00:20:13.523 If you’re above 50 to 100 gigs, consider shifting your backup strategy to encompass physical backups.
00:20:30.810 Most people do a PG dump once a day; this is effective for logical backups.
00:20:43.540 However, as you grow, you may want to adopt a physical backup strategy, such as using PG Backrest for efficient growth.
00:21:00.060 As your database grows larger, think about sharding strategies to manage data effectively. Sharding allows splitting a large database into manageable bits.
00:21:17.230 Citus is an extension that can help you turn multiple Postgres databases into a distributed setup.
00:21:38.030 Ensure to hash your data upfront so you correctly distribute workloads across your shards based on customer IDs or other hashable identifiers.
00:21:54.870 This approach will help keep data organized and ensure that your queries remain efficient as your application scales.
00:22:10.770 Managing relational databases can be challenging due to multiple relationships and models, but there's a way to simplify the architecture.
00:22:28.990 Grouping related data is essential; consider colocating your tables to help ensure transactional consistency without excessive overhead.
00:22:43.610 You wouldn’t want to rely on a reference table with vast amounts of records, as it complicates the writing process across multiple nodes.

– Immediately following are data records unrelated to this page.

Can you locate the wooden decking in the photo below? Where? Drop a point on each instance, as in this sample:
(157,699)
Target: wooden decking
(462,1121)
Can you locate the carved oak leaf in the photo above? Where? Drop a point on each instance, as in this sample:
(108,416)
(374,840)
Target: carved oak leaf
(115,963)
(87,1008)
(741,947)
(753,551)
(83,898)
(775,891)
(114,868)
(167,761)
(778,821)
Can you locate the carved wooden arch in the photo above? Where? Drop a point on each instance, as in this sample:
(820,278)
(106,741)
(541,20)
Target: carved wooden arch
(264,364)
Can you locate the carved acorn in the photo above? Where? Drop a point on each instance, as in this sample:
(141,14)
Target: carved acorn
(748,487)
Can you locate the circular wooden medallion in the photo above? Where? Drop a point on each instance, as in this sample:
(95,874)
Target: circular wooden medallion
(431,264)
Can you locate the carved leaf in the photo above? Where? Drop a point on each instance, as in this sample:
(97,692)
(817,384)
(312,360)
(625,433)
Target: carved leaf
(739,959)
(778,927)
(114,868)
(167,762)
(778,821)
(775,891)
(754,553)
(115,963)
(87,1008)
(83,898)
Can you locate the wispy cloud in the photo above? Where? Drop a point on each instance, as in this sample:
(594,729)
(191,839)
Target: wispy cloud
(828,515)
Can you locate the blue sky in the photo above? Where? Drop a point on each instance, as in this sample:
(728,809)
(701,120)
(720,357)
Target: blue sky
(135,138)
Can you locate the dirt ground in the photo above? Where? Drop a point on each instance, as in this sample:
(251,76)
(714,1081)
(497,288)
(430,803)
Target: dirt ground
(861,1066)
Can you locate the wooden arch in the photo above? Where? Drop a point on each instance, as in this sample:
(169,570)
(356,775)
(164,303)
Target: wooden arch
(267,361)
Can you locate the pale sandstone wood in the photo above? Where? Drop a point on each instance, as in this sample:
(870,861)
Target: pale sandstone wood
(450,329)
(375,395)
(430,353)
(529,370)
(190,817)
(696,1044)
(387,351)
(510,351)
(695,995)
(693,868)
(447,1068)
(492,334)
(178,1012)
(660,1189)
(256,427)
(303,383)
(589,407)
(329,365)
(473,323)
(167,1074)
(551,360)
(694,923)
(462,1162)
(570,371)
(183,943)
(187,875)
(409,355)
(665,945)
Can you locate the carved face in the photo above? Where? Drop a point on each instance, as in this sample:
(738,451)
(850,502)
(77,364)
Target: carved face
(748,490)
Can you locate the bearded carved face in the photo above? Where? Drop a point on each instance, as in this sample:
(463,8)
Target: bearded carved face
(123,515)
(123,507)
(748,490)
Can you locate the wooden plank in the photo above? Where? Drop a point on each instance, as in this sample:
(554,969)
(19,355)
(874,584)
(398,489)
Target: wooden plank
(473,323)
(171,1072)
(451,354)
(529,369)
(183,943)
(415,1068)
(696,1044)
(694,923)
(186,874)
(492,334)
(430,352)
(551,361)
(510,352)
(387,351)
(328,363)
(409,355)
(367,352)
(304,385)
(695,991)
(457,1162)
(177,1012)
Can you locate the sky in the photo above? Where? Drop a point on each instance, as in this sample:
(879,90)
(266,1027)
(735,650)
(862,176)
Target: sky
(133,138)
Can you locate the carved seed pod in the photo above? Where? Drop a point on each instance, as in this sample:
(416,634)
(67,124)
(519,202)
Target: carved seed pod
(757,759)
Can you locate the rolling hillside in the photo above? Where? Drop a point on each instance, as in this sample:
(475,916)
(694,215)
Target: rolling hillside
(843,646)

00:23:01.050 In terms of collocation, keep your tables tightly linked through keys, which can yield better performance and less friction when querying the data.
00:23:16.510 Monitor for N+1 queries that can deplete your cache hit ratio, leading to performance issues.
00:23:32.900 Look for opportunities to offload workloads to read replicas for reporting and analytics that can tolerate slight lags.
00:23:49.320 Ultimately, if sharding is necessary, look into modern practices as the landscape of distributed databases has evolved.
00:24:01.910 Lessons can be learned from successful implementations, like Instagram, to manage scaling issues effectively.
00:24:16.050 In summary, for small- to medium-sized databases, keep a close eye on your cache hit ratios, use proper indexing, and test your backups regularly.
00:24:34.640 Monitoring connection limits with PG Bouncer can alleviate many performance issues.
00:24:48.160 For larger scales, refine your backup strategy, select the right sharding model proactively, and ensure column colocations are effectively laid out.
00:25:04.060 This proactive management approach can ensure that your applications remain robust and responsive as they scale.
00:25:16.370 Thank you for your time!